Menanggapi hal tersebut, Gubernur Jakarta, Pramono Anung, menegaskan Pemerintah Provinsi (Pemprov) DKI Jakarta akan mengikuti arahan yang ditetapkan pemerintah pusat.
Namun, pelaksanaannya masih menunggu keputusan resmi serta petunjuk teknis yang akan diterbitkan.
Gubernur DKI Jakarta, Pramono Anung, menyatakan kesiapannya untuk mengimplementasikan kebijakan WFH bagi ASN sebagaimana yang direncanakan oleh pemerintah pusat.

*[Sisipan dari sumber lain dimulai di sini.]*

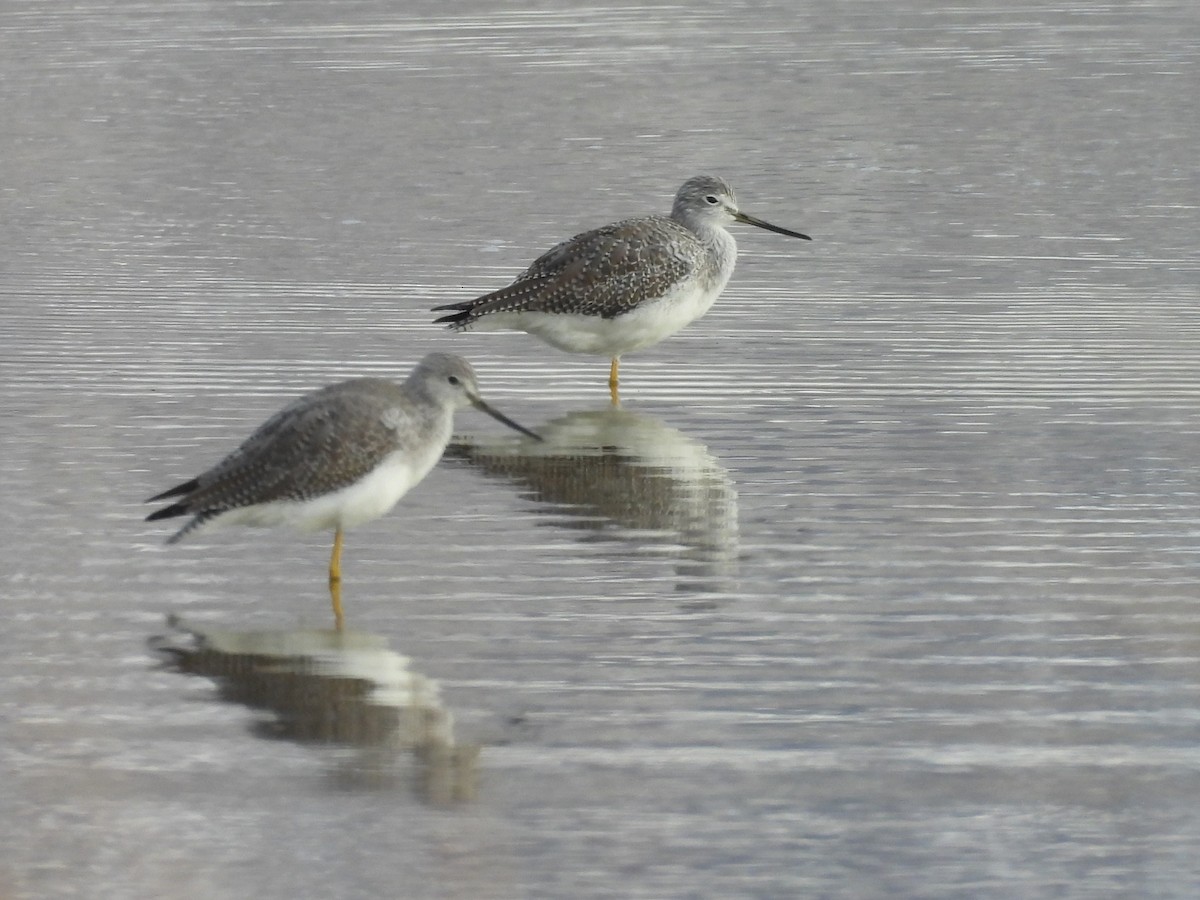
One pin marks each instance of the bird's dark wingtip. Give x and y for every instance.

Hal ini disampaikannya usai menghadiri acara halalbihalal di Gedung DPRD DKI Jakarta.
Meskipun demikian, Pramono menegaskan bahwa hingga saat ini Pemprov DKI Jakarta masih menunggu keputusan resmi terkait waktu pelaksanaan serta mekanisme kebijakan tersebut.
Pemprov DKI menurutnya tidak ingin terburu-buru dalam menerapkan kebijakan tanpa adanya arahan yang jelas dari pusat.
Pramono menambahkan bahwa pada prinsipnya Pemprov DKI Jakarta akan patuh dan menyesuaikan diri dengan kebijakan nasional.
Namun, ia menegaskan bahwa Pemprov DKI tidak akan menerapkan WFH pada hari Rabu.
Hal ini dikarenakan hari Rabu telah ditetapkan sebagai “Hari Transportasi Umum” di lingkungan Pemprov DKI Jakarta.
Dalam program tersebut, seluruh ASN diwajibkan menggunakan transportasi umum saat berangkat maupun pulang bekerja.
Kebijakan ini bertujuan untuk mendorong perubahan perilaku masyarakat, mengurangi kemacetan, serta menekan polusi udara di ibu kota.
Dengan adanya program tersebut, Pemprov DKI menilai kehadiran ASN di kantor pada hari Rabu menjadi sangat penting sebagai bentuk percontohan.